Jak wiecie jestem w pracy zagranicą i próbuje zbić moje zachomikowane kilogramy
niestety kiedy tylko mam kontakt z domem, wszyscy pytaja mi się czy nie zgrubłam
budujące pytania...
postanowiłam zatem, że nie będę się ważyć do końca mojego pobytu
kiedy ktoś z domowników zapyta powiem zgodnie z prawdą że się nie wazę
dziś mogę wam powiedzieć ze muszę schować wagę do piwnicy
bo to będzie mnie najmniej korcić by spojrzeć
ale jaki będę miała fan jak w końcu się przekonam ile mnie ubyło...
arrosa
26 czerwca 2015, 06:53Ja bez wagi nie mogę żyć, Tobie życzę wytrwałości, ponieważ to jest naprawdę duże wyzwanie.
joannas1989
25 czerwca 2015, 21:45Dobry pomysł może i ja spróbuję bez wagi
Happy_SlimMommy
25 czerwca 2015, 15:06odważny krok podziwiam, ja motywuję się choć małymi spadkami dlatego waga u mnie musi być pod ręką :))
kociontko81
25 czerwca 2015, 12:24mnie spadajaca waga motywuje.. takze nie dalabym rady:))))pozdrawiam
Lena_27
25 czerwca 2015, 12:20dzięki wszystkim za dobre słowa
Bezradna1995
25 czerwca 2015, 12:18Ja rowniez się nie waze i myślę, ze wychodzi mi to na dobre.:) U mnie moj schował gdzies wage i powiedział, ze odda mi po dwóch miesiącach a więc jestem na półmetku.
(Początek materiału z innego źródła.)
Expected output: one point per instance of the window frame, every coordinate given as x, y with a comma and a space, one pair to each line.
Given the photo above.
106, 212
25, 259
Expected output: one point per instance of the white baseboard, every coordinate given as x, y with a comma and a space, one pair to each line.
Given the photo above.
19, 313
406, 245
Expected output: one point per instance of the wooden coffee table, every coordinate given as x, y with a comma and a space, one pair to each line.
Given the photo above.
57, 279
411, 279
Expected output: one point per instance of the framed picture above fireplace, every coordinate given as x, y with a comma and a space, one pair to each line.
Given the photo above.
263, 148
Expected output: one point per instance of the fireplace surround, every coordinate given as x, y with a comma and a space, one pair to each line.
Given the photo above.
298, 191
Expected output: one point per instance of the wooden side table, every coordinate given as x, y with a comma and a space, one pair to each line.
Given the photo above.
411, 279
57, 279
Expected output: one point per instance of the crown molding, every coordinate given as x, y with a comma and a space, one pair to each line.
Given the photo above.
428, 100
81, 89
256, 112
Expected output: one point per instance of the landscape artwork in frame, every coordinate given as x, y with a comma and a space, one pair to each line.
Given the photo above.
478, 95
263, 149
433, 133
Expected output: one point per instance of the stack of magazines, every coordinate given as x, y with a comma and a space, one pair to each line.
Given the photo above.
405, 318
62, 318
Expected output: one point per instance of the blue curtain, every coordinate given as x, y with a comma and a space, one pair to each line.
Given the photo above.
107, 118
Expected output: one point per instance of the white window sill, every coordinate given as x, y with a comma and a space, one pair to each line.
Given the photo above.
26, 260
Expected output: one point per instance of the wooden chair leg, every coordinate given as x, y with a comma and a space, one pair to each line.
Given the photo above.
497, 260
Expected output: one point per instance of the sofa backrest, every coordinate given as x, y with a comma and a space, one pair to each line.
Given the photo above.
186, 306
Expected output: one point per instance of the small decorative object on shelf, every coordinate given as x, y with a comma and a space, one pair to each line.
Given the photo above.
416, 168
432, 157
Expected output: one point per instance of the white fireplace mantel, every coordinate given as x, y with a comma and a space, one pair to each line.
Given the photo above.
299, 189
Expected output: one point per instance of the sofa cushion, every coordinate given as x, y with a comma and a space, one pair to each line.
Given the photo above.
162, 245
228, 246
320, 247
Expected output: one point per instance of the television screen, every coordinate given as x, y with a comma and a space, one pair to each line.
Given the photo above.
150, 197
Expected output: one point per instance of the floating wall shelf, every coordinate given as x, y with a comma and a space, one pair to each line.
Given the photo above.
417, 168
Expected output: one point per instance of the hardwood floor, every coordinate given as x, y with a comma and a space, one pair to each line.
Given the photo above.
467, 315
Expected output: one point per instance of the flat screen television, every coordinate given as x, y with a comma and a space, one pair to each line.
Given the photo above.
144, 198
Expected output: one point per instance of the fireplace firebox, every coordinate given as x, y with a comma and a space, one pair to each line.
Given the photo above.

Wytrwałości ;)
paniania1956
25 czerwca 2015, 10:32Życzę wytrwałości w nieoglądaniu wagi:)
DziekujeNieSlodze
25 czerwca 2015, 10:25Waga może być bardzo motywująca jak również demotywująca, dlatego Twoją decyzję o nieważeniu się przez jakiś czas popieram i będę trzymać kciuki za końcowy sukces
jestem_gruba102
25 czerwca 2015, 09:51jak tak dalej pójdzie to na pewno schudniesz! smutne, że rodzina tak do tego podchodzi zamiast Cię wspierać, ale na pewno dasz radę, a wtedy ich zaskoczenie będzie jeszcze większe . powodzenia !
HappyWay
25 czerwca 2015, 09:49Coś czuję, że będzie miła niespodzianka!